I gauchos insopportabili di Roberto Bolaño


Adelphi ha pubblicato a inizio anno una raccolta di racconti e riflessioni di Roberto Bolaño che prende il nome da uno degli scritti che la compongono (Il gaucho insopportabile).  Si tratta di un insieme di scritti eterogenei, i primi cinque sono racconti, gli ultimi due sono estratti da conferenze dello scrittore cileno che ha fatto prima del Messico e poi della Spagna la sua casa. Consegnato in questa forma dallo scrittore al suo editore spagnolo poche settimane prima di morire, Il gaucho insopportabile ci fa entrare in un territorio dove immaginazione e scrittura sembrano in continua lotta per sintetizzare schegge di poesia che Bolaño conficca nei suoi racconti e nelle sue riflessioni, sfidando il lettore a estrarle per vedere se l’intero castello letterario verrà giù.

I

n ogni racconto si nasconde l’autore che regala ai personaggi che crea le sue domande più intime. Lo vediamo fin dal primo racconto (JIM) in cui al sesto rigo il lettore affronta la domanda: «Che cos’è la poesia, Jim?» e poi qualche rigo più in basso tentativi di risposte: «Lessico, eloquenza, ricerca della verità. Epifania […] cerco lo straordinario per dirlo con parole normalissime». E inevitabilmente un’altra domanda: «Tu credi che esistano parole normalissime?» Bolaño avvisa il lettore di ciò che lo aspetta. Non ci saranno trame serrate o dialoghi rivelatori nei suoi racconti e spesso il flusso di coscienza dei suoi personaggi (che non fa altro che ricalcare quello del loro creatore) conquisterà troppo spazio, trasformando la narrazione in puro fondale per le domande cui l’autore sente di non potersi sottrarre: il significato della vita, le ragioni per cui valga viverla, se ciò che è giusto per sé debba prevalere su ciò che è giusto per gli altri.

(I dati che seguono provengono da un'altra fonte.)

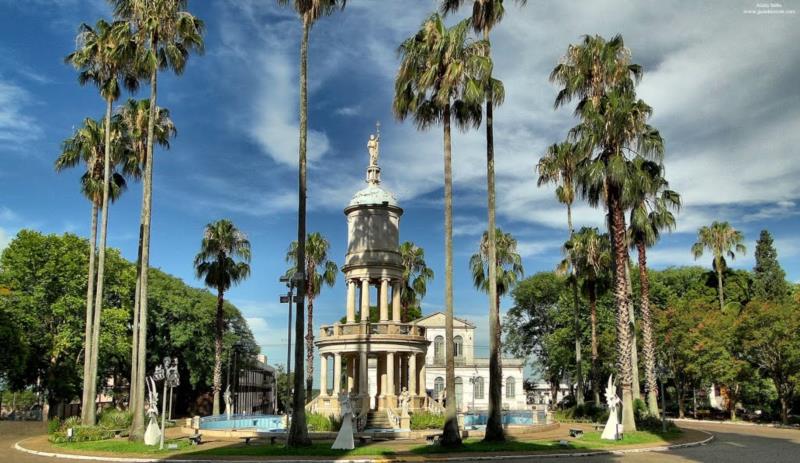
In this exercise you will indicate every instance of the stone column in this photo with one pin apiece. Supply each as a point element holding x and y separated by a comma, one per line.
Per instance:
<point>396,301</point>
<point>337,374</point>
<point>384,299</point>
<point>365,299</point>
<point>351,301</point>
<point>323,375</point>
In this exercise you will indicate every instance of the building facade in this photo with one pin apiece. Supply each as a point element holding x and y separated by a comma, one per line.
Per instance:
<point>472,373</point>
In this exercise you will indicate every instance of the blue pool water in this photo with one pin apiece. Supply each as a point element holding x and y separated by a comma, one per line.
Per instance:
<point>259,422</point>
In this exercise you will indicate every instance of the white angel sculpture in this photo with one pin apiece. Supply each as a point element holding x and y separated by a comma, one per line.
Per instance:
<point>611,431</point>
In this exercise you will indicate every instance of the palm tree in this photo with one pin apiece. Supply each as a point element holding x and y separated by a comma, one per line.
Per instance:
<point>103,57</point>
<point>508,264</point>
<point>416,275</point>
<point>559,166</point>
<point>721,239</point>
<point>217,264</point>
<point>321,272</point>
<point>590,254</point>
<point>485,15</point>
<point>309,12</point>
<point>166,33</point>
<point>135,119</point>
<point>440,81</point>
<point>87,145</point>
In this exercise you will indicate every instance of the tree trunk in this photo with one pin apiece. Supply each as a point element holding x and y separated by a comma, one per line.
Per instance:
<point>450,434</point>
<point>218,332</point>
<point>594,373</point>
<point>648,349</point>
<point>89,408</point>
<point>494,424</point>
<point>624,366</point>
<point>146,216</point>
<point>87,371</point>
<point>298,432</point>
<point>634,342</point>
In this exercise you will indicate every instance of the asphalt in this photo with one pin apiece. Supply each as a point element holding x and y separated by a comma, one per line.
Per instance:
<point>732,443</point>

Domande, certezze abbattute, ricostruite, abbattute nuovamente. Accade nel racconto Il gaucho insopportabile, in cui Hector Pereda, avvocato irreprensibile e perfetto padre di famiglia, rifiuta la vita che ha preservato per anni, rifugiandosi nel deserto insieme ai gauchos, dove si troverà ad osservare notti buie «come la bocca di un lupo». Lo stesso tema ritorna ne Il viaggio di Alvaro Rousselot, uno scrittore argentino alla ricerca di un successo che non arriva mai. Dopo l’ennesima delusione Alvaro partirà per Parigi alla ricerca di un regista che (Alvaro ne è sicuro) ha plagiato un suo romanzo per farne un film. Lo fa perché ha paura che la sua passione per la scrittura si sia atrofizzata, mossa solo dal desiderio di diventare famoso e non da una reale necessità a scrivere. Necessità che Bolaño mette in discussione: «Diventiamo tutti vittime dell’oggetto della nostra adorazione, forse perché ogni passione tende – più velocemente delle altre emozioni umane – alla sua fine, forse per un’eccessiva frequentazione dell’oggetto del desiderio». Dubbio che si amplifica quando Alvaro incontrerà il piccolo editore che ha tradotto un romanzo di Rousselot in francese. «Da Camus in poi l’unica cosa che interessa qui sono i soldi» gli dirà l’editore, eppure sarà proprio in quel momento che Rousselot capirà di non essere andato a Parigi alla ricerca della fama né di un nuovo romanzo, ma solo di qualcuno capace di ascoltarlo.


Stile giornalistico e descrizioni di emozioni smussate si alternano a periodi in cui le frasi sono tentativi di bloccare il pensiero, funzionali in alcuni racconti, meno riusciti e baroccheggianti in altri. Questo può confondere e demoralizzare anche il lettore più scaltro, ma ogni lettura è un viaggio e (come ci ricorda proprio Bolaño) Baudelaire diceva: «Per il bambino innamorato delle mappe e delle stampe – e noi diremmo anche per il lettore -  l’universo è pari alla sua immensa voglia».